Life cycle assessment of an allpolymeric ultralowcost nonpumped solar thermal collector system for hot water preparation

Solar thermal systems are of high relevance and interest in the supply of low-temperature heat for different purposes. Especially, hot water systems are dominating the solar-thermal market with non-pumped systems gaining more and more importance. In recent years attempts have been made to open up a mass market for solar thermal energy and thereby promote the use of renewable energies with novel, more cost-effective materials, and production processes. For emerging markets in developing countries, the competitors of solar thermal systems are in the main wood stoves, gas- and electric boilers or ‘cheap’ Chinese thermosiphon systems.

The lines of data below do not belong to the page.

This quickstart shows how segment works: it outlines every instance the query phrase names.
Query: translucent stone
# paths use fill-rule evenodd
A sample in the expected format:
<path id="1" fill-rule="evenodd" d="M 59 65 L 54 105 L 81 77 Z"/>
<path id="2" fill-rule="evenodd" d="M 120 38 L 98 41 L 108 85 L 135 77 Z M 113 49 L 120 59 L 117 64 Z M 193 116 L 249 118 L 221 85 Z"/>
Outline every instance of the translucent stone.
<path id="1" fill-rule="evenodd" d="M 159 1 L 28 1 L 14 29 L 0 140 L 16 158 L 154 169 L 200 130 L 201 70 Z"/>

These water heaters either have a negative environmental impact, are too expensive in costs of purchase or too expensive in costs of operation or have a rather short product lifetime. To address these markets, it is vital to provide an affordable ultra-low-cost system with high reliability and low technology. A system suitable for compact distribution and easy installation. To put it in a nutshell, this system must be a very simple thermosiphon system based on cheap polymeric membrane technology for both, the absorber and the storage. The main objective of this paper is to assess a novel all-polymeric ultra-low-cost non-pumped solar thermal system for hot water preparation as to its life cycle metrics. Finally, the evaluated ecological impact is compared with the impact of the main competitors. For the assessment, the Eco Audit Tool of CES Selector by Ashby et al. and Granta Design is used.